9. Incidental Applications.-Applications under paragraphs 7, 8, 9, 15, 16, or 17 of the First Schedule to the principal Act as amended, or paragraphs 9 (c) or 14 of the Second Schedule to the principal Act, shall be made by a minute, which shall be lodged in the original process, if any; and if there be no process, a copy of the recorded memorandum, certified by the sheriff-clerk, shall be lodged along with the minute, and shall be held to be the process. If there be no recorded memorandum and no original process the minute may itself be held to be the process. Such minute shall be intimated to the other party or parties interested, and thereafter be disposed of summarily, as if it were an application for settlement by arbitration under the Act. In all the cases referred to in this clause an entry shewing how the application is disposed of shall be made by the sheriff-clerk in the special register kept for the purposes of the Acts.
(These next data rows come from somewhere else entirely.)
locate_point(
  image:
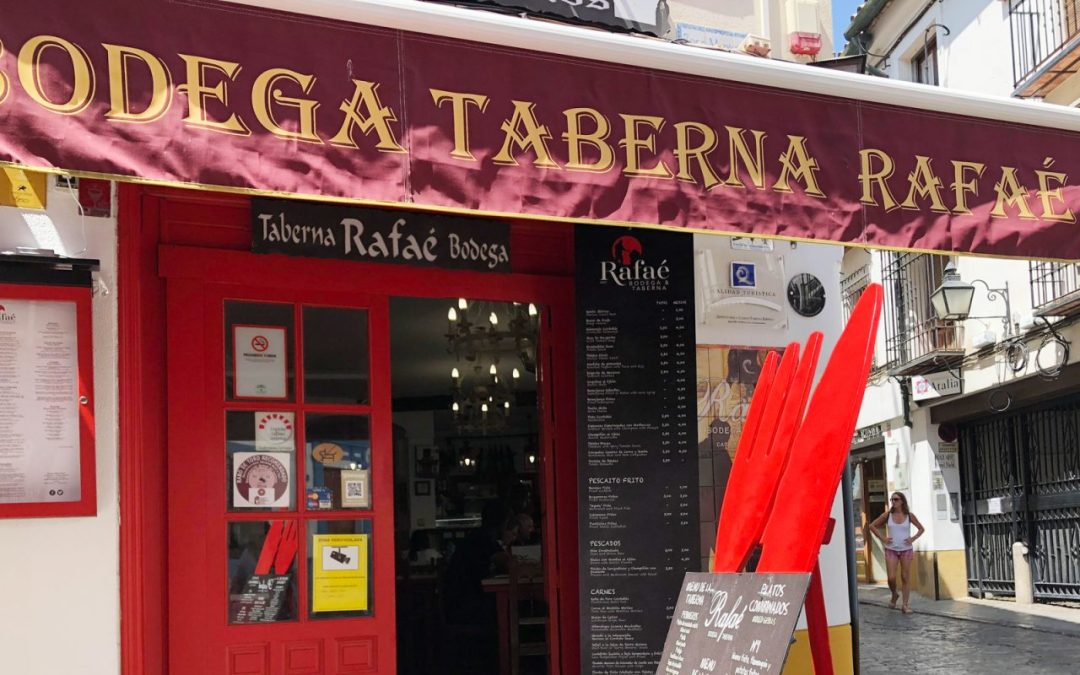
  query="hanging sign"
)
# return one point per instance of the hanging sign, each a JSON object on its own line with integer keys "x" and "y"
{"x": 261, "y": 362}
{"x": 934, "y": 386}
{"x": 339, "y": 581}
{"x": 379, "y": 235}
{"x": 733, "y": 623}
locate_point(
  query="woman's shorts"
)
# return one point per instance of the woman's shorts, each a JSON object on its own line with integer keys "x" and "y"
{"x": 899, "y": 555}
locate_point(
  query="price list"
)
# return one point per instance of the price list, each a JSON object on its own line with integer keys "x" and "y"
{"x": 637, "y": 456}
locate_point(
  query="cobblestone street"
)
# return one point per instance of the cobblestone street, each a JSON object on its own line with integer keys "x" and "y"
{"x": 895, "y": 643}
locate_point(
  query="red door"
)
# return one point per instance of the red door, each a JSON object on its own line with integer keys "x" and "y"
{"x": 280, "y": 485}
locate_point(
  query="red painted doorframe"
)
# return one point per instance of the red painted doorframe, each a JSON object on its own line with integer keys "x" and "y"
{"x": 219, "y": 226}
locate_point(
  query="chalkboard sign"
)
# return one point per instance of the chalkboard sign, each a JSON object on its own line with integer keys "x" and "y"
{"x": 733, "y": 623}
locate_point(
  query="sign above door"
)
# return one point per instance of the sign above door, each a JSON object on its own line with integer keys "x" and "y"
{"x": 379, "y": 235}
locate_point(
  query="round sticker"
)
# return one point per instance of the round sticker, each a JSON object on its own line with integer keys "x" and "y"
{"x": 275, "y": 428}
{"x": 261, "y": 480}
{"x": 327, "y": 453}
{"x": 806, "y": 295}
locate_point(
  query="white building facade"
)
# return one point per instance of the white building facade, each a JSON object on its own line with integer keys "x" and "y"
{"x": 973, "y": 417}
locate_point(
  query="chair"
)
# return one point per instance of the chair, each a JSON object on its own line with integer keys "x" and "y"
{"x": 528, "y": 615}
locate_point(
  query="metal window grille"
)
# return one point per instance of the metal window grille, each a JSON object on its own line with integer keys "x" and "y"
{"x": 1053, "y": 283}
{"x": 1038, "y": 30}
{"x": 913, "y": 331}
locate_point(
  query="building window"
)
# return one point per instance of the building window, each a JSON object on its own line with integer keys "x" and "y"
{"x": 1055, "y": 287}
{"x": 925, "y": 64}
{"x": 916, "y": 340}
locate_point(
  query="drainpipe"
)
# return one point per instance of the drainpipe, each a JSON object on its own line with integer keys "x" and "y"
{"x": 849, "y": 542}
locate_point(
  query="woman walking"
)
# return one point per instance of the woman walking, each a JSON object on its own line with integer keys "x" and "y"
{"x": 898, "y": 545}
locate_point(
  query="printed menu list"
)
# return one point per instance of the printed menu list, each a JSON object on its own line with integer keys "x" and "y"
{"x": 637, "y": 457}
{"x": 39, "y": 408}
{"x": 733, "y": 623}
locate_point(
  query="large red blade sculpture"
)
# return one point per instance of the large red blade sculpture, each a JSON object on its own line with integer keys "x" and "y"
{"x": 783, "y": 459}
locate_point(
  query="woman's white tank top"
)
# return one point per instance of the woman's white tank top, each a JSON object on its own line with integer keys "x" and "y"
{"x": 899, "y": 532}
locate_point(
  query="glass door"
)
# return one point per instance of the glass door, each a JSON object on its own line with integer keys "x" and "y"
{"x": 281, "y": 498}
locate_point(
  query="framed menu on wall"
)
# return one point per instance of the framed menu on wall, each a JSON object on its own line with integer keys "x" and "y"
{"x": 46, "y": 406}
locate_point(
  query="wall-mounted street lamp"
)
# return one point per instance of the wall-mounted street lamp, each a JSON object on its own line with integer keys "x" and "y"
{"x": 952, "y": 300}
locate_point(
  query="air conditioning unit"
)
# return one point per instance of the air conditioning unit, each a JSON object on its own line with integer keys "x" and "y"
{"x": 756, "y": 45}
{"x": 805, "y": 43}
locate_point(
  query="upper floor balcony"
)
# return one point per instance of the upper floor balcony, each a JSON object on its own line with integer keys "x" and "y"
{"x": 1045, "y": 44}
{"x": 917, "y": 341}
{"x": 1055, "y": 288}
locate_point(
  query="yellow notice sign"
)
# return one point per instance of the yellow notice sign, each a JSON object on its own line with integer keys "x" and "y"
{"x": 24, "y": 189}
{"x": 339, "y": 578}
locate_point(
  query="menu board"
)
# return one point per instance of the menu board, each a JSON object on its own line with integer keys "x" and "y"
{"x": 39, "y": 402}
{"x": 733, "y": 623}
{"x": 637, "y": 453}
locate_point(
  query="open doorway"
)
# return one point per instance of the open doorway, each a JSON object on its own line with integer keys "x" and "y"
{"x": 467, "y": 487}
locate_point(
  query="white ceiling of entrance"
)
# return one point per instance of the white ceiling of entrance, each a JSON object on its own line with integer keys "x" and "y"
{"x": 421, "y": 364}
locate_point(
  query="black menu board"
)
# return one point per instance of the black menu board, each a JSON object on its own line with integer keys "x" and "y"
{"x": 733, "y": 623}
{"x": 636, "y": 444}
{"x": 261, "y": 599}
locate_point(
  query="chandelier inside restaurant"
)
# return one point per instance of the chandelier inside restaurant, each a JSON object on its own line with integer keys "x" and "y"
{"x": 482, "y": 335}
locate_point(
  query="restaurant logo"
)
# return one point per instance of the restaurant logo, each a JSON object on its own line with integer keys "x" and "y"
{"x": 379, "y": 235}
{"x": 624, "y": 248}
{"x": 628, "y": 267}
{"x": 743, "y": 275}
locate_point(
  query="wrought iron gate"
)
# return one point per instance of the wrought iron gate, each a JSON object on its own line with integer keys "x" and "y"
{"x": 1022, "y": 483}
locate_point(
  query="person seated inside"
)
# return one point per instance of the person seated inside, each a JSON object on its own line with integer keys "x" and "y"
{"x": 482, "y": 554}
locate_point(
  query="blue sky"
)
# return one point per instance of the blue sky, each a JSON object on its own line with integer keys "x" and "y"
{"x": 841, "y": 13}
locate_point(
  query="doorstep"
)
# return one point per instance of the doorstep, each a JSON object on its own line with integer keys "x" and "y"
{"x": 1039, "y": 617}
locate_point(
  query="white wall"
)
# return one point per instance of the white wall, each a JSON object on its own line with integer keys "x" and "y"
{"x": 823, "y": 261}
{"x": 912, "y": 467}
{"x": 974, "y": 54}
{"x": 59, "y": 590}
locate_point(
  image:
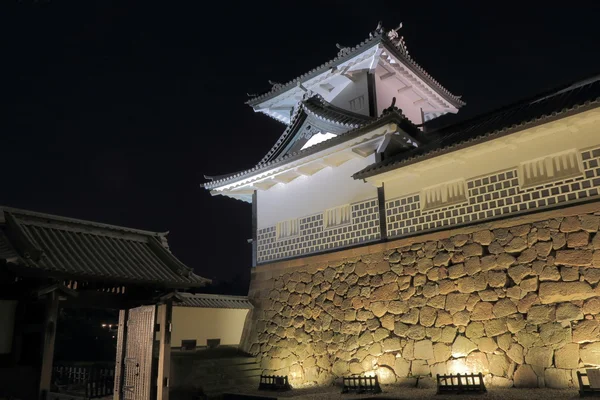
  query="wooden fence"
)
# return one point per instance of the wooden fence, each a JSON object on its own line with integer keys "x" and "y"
{"x": 89, "y": 380}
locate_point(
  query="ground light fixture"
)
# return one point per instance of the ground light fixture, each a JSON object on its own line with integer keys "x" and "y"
{"x": 460, "y": 383}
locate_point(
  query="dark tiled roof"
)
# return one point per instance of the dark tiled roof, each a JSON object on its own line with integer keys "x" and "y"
{"x": 319, "y": 108}
{"x": 395, "y": 116}
{"x": 202, "y": 300}
{"x": 380, "y": 35}
{"x": 67, "y": 248}
{"x": 557, "y": 103}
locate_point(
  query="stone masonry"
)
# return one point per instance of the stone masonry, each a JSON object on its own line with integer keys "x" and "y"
{"x": 517, "y": 300}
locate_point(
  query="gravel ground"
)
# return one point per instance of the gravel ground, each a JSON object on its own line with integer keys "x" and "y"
{"x": 391, "y": 392}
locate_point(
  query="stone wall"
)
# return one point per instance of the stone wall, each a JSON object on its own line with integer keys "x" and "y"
{"x": 515, "y": 299}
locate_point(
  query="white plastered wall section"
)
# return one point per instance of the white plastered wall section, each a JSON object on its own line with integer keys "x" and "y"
{"x": 7, "y": 323}
{"x": 352, "y": 92}
{"x": 308, "y": 195}
{"x": 545, "y": 166}
{"x": 386, "y": 91}
{"x": 579, "y": 132}
{"x": 207, "y": 323}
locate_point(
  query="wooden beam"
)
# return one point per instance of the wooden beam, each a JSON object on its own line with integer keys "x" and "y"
{"x": 120, "y": 356}
{"x": 286, "y": 177}
{"x": 165, "y": 312}
{"x": 387, "y": 76}
{"x": 254, "y": 228}
{"x": 310, "y": 169}
{"x": 264, "y": 185}
{"x": 50, "y": 322}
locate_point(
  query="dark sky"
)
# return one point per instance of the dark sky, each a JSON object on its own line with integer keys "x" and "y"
{"x": 114, "y": 111}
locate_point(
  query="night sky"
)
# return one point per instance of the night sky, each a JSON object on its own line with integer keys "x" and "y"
{"x": 114, "y": 111}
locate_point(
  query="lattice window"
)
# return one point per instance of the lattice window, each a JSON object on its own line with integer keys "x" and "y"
{"x": 552, "y": 168}
{"x": 357, "y": 103}
{"x": 287, "y": 229}
{"x": 337, "y": 216}
{"x": 313, "y": 237}
{"x": 444, "y": 195}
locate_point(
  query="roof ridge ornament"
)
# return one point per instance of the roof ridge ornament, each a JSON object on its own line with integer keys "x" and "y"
{"x": 377, "y": 31}
{"x": 398, "y": 40}
{"x": 391, "y": 108}
{"x": 276, "y": 85}
{"x": 343, "y": 50}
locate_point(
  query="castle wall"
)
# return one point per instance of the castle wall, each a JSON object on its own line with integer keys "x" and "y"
{"x": 305, "y": 201}
{"x": 516, "y": 299}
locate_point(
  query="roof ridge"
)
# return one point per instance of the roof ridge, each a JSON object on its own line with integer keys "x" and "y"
{"x": 389, "y": 38}
{"x": 540, "y": 96}
{"x": 61, "y": 218}
{"x": 475, "y": 130}
{"x": 393, "y": 114}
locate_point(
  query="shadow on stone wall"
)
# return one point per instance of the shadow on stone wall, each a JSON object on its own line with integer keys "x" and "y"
{"x": 518, "y": 304}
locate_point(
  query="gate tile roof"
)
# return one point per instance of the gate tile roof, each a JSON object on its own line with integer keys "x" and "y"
{"x": 47, "y": 245}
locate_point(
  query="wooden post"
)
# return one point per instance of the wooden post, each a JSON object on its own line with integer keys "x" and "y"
{"x": 165, "y": 312}
{"x": 120, "y": 356}
{"x": 50, "y": 322}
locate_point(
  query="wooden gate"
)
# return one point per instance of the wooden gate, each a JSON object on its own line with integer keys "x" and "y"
{"x": 133, "y": 375}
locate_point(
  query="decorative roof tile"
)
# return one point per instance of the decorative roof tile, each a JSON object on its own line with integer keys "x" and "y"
{"x": 391, "y": 41}
{"x": 572, "y": 98}
{"x": 68, "y": 248}
{"x": 202, "y": 300}
{"x": 394, "y": 116}
{"x": 316, "y": 106}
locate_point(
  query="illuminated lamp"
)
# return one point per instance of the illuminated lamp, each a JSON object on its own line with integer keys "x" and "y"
{"x": 460, "y": 383}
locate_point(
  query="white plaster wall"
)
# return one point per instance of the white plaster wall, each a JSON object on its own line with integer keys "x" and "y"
{"x": 7, "y": 323}
{"x": 307, "y": 195}
{"x": 386, "y": 91}
{"x": 352, "y": 91}
{"x": 495, "y": 156}
{"x": 207, "y": 323}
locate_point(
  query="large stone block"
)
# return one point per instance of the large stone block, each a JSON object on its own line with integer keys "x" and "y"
{"x": 586, "y": 331}
{"x": 557, "y": 292}
{"x": 462, "y": 347}
{"x": 504, "y": 307}
{"x": 401, "y": 367}
{"x": 525, "y": 377}
{"x": 578, "y": 258}
{"x": 567, "y": 356}
{"x": 568, "y": 312}
{"x": 484, "y": 237}
{"x": 487, "y": 345}
{"x": 478, "y": 362}
{"x": 386, "y": 292}
{"x": 557, "y": 378}
{"x": 539, "y": 356}
{"x": 515, "y": 353}
{"x": 570, "y": 224}
{"x": 423, "y": 350}
{"x": 442, "y": 352}
{"x": 482, "y": 311}
{"x": 495, "y": 327}
{"x": 590, "y": 354}
{"x": 541, "y": 314}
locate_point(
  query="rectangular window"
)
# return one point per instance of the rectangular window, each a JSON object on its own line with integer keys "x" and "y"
{"x": 357, "y": 103}
{"x": 287, "y": 229}
{"x": 444, "y": 195}
{"x": 555, "y": 167}
{"x": 337, "y": 216}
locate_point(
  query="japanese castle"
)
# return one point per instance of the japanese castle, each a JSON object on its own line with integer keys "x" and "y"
{"x": 364, "y": 158}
10. Expenses. The costs of and incident to all proceedings under the Acts shall not exceed the limits prescribed by the Act of Sederunt, and the regulations and tables of fees therein contained shall, so far as applicable, be held to apply to such proceedings. It shall be competent to an arbitrator agreed on by the parties to direct payment to his clerk of such remuneration as may be allowed by the auditor of the Sheriff Court of the district, but not exceeding a fee of £1 for each day of the trial, a fee of 5s. for each other necessary meeting with the parties, and a fee of 2s. for each necessary letter, besides outlays and copying charges.